Für Kommentare, zum Beispiel in Blogs oder auf Facebook-Fanseiten, gelten dieselben Grundsätze: Motivieren wirtschaftliche Vorteile einen Nutzer dazu, einen Kommentar zu verfassen, handelt es sich um einen Wettbewerbsverstoß. Das kann übrigens auch schon eine Gewinnchance sein. Eine Verlosung unter denjenigen, die auf der Facebook-Fanseite Ihre Meinung zu einem Produkt hinterlassen, ist nicht zulässig. Denn man kann dann davon ausgehen, dass sie eher positive Meinungen äußern, um ihre Chancen auf den Gewinn zu erhöhen.

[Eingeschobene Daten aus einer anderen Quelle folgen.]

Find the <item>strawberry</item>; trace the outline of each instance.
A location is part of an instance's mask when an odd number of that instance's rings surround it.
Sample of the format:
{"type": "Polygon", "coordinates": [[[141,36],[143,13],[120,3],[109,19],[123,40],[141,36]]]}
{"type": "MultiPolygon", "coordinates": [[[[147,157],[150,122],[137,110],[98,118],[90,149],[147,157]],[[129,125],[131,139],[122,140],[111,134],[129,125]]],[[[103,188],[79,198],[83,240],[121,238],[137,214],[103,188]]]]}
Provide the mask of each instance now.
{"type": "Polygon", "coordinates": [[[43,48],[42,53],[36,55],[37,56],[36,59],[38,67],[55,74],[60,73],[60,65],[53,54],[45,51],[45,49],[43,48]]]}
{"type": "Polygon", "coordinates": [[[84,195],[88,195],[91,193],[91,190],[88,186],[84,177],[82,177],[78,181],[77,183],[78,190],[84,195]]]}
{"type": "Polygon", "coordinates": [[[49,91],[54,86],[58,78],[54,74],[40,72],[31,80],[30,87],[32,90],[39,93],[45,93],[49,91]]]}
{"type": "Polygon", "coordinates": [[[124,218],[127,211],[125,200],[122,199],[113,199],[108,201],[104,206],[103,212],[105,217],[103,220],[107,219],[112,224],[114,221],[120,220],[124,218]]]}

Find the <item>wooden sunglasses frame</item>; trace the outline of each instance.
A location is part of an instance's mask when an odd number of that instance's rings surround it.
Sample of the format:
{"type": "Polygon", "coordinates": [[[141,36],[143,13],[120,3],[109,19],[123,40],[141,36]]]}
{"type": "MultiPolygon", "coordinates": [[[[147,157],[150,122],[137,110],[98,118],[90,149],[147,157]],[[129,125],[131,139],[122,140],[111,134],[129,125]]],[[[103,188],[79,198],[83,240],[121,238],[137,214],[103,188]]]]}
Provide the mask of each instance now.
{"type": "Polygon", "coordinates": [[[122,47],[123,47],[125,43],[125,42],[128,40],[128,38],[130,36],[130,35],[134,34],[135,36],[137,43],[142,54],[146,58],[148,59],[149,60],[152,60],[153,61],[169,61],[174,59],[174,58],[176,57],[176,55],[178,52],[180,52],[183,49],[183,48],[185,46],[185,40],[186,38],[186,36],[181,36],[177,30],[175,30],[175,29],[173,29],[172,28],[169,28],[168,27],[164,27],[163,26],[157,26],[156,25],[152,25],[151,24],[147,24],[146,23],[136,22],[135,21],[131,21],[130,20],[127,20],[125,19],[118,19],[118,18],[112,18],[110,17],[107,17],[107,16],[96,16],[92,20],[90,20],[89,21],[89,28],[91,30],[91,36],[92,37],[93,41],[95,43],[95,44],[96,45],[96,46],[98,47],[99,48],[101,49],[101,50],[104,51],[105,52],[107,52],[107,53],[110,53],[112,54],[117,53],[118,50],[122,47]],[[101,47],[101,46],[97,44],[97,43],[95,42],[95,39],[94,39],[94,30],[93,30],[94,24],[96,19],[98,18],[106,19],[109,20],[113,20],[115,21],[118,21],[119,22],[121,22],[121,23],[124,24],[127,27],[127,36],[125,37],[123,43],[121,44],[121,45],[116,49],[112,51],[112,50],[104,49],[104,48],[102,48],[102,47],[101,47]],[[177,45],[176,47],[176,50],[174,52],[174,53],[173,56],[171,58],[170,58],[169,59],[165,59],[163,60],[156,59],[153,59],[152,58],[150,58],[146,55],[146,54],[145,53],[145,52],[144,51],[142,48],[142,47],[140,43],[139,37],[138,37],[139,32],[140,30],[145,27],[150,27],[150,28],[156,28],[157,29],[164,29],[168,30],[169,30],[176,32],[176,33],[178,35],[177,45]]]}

Eine viel diskutierte Frage ist, ob schon der Klick auf einer Empfehlungsschaltfläche einer positiven Bewertung gleich kommt. Ein Streitpunkt waren insbesondere Gewinnspiele auf Facebookseiten, bei denen Nutzer erst auf „Like“ klicken müssen, bevor sie an ihnen teilnehmen dürfen (so genanntes „Fangate“). Verbraucherschützer argumentierten, dass es sich hierbei um eine Verbrauchertäuschung handelt, da andere Nutzer diese Likes als postive Bewertungen des Unternehmens wahrnehmen und damit über deren wahren Ursprung getäuscht würden. Dem erteilte jedoch das Landgericht Hamburg (Urteil vom 10. Januar 2013, Az.: 327 O 438/11) eine Absage, indem es die Klage der Verbraucherschützer zurück wies. Es sagte, dass ein „Like” auch reines Interesse ausdrücken kann und nicht unbedingt eine Wertung beinhalten muss. Das gilt zumindest, solange es nicht von einem positiven Kommentar begleitet wird. Es ist zwar eine Einzelfallentscheidung, die jedoch vorerst als Orientierung dienen darf.

Fans und Follower kaufen

Ähnlich unklar ist die rechtliche Situation bei gekauften Fans und Followern – etwa bei Facebook, Twitter oder Youtube. Dass sich Unternehmen diese einfach etwas kosten lassen, gehört daher derzeit zu den umstrittensten Marketing-Methoden. Abgesehen davon, dass Marketingfachleute stark am Sinn einer solchen Maßnahme zweifeln, weil die gekauften Fans, Follower oder Abonnenten weder mehr Interaktion noch mehr Relevanz des jeweiligen Social-Media-Accounts mit sich bringen, sind auch rechtlich Zweifel angebracht. Viele Juristen sind der Ansicht, dass es sich beim Kauf von Fans und Followern um eine wettbewerbswidrige Verbrauchertäuschung handelt. Andere sehen dagegen kein unlauteres Verhalten. Sie verweisen zum einen darauf, dass ein Klick auf den Like- oder Follow-Button noch keine positive Bewertung sei. Zum anderen vergleichen sie die Situation mit einem typischen Facebook-Gewinnspiel: Auch dabei bekommen die Nutzer für den Klick auf die Like-Schaltfläche einen geringen wirtschaftlichen Vorteil in Form einer Gewinnchance.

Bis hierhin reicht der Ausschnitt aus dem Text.